When the merchant captures the transaction, your backend sends a second event with event.type == "settlement". Two approaches:Auto-reconcile with CREDIT. Credit to AVAILABLE with the same reference_id. The system finds the held lots, consumes them, and creates new available lots for the settlement amount. If the amounts differ, the delta is handled automatically — extra funds are sourced from the program wallet (or system issuance for unlimited assets), and any excess is returned.
{"type": "CREDIT", "asset_id": "...", "amount": "event.settlement_amount", "reference_id": "event.authorization_id"}
This is the recommended approach when the settlement amount may differ from the authorization. If no held lots exist for the reference_id (e.g., the auth event was missed or not sent), the system falls back to a standard credit.Simple release. If the settlement amount always matches the authorization, a release is sufficient. This moves the held lots back to AVAILABLE without reconciliation:
{"type": "RELEASE", "asset_id": "...", "reference_id": "event.authorization_id"}
When amount is omitted with a reference_id, all lots held under that reference are released.
3

Or: void the authorization

If the authorization is reversed before settling, use VOID_HOLD to cancel the provisional rewards. This returns value to the source account (program wallet or system issuance):
{"type": "VOID_HOLD", "asset_id": "...", "reference_id": "event.authorization_id"}
For authorizations that simply expire without settling, set expires_at on the original CREDIT (e.g., "720h"), which automatically forfeits uncaptured holds after the expiration window.See the Stripe Issuing example for details on handling uncaptured authorizations.
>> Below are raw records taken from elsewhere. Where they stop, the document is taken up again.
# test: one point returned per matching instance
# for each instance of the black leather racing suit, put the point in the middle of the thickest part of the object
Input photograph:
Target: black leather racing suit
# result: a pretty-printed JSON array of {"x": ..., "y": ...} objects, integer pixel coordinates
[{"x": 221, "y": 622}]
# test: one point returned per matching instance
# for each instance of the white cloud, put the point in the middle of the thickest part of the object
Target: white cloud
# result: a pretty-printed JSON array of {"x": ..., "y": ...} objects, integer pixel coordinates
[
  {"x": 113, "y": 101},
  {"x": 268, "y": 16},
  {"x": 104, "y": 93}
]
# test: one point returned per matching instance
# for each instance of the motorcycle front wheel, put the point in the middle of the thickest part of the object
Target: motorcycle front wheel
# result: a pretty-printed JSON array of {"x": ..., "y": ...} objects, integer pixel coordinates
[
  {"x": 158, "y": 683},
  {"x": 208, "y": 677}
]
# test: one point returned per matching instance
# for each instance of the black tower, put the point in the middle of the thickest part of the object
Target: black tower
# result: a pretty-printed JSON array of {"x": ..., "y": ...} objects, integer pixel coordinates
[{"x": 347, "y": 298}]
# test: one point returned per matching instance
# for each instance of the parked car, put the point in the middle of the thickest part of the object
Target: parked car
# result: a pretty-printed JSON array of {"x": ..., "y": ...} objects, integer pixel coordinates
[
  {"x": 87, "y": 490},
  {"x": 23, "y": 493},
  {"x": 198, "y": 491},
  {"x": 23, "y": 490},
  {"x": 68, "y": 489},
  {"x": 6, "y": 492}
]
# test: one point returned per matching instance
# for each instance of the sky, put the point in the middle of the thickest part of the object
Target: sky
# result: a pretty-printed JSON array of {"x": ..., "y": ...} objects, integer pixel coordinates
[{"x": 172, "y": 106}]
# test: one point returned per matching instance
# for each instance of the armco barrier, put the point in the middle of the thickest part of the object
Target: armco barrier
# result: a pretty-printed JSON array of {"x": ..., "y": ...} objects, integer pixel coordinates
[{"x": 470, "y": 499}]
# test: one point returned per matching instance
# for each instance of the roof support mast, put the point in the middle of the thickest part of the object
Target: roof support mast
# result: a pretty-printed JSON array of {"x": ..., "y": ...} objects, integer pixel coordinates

How auto-reconciliation works

When a CREDIT to AVAILABLE includes a reference_id that matches existing HELD lots, the system reconciles automatically:
Settlement vs. authWhat happens
EqualHeld lots consumed, same amount credited to AVAILABLE
Settlement > auth (over-capture, e.g., tip added)Extra amount sourced from program wallet or system issuance
Settlement < auth (under-capture, e.g., partial capture)Excess returned to program wallet or system issuance
No held lots found for the reference_idStandard credit applied with reference_id stamped on the lot

When to use this pattern

ScenarioApproach
Show pending rewards at authorization, reconcile at settlementAuth/settle pattern (this section)
Credit rewards only after settlementCredit on settlement directly — no holds needed. See Stripe Issuing.
Reserve existing points for a pending operation (e.g., redemption approval)Hold and release without reference_id

Lot Preservation

For LOT-mode assets, hold and release operations preserve lot metadata. When a lot moves from AVAILABLE to HELD (or back), its expires_at, matures_at, created_at, and lot ID all remain unchanged. The lot keeps its identity across bucket transitions.

Inactive Participants

Most balance operations (adjust, hold, release) are blocked for SUSPENDED and CLOSED participants. The API returns a 409 error with code participant_inactive. Forfeit and void hold are the exceptions: they are allowed on CLOSED participants so you can clean up remaining balances after account closure. Both are still blocked for SUSPENDED participants.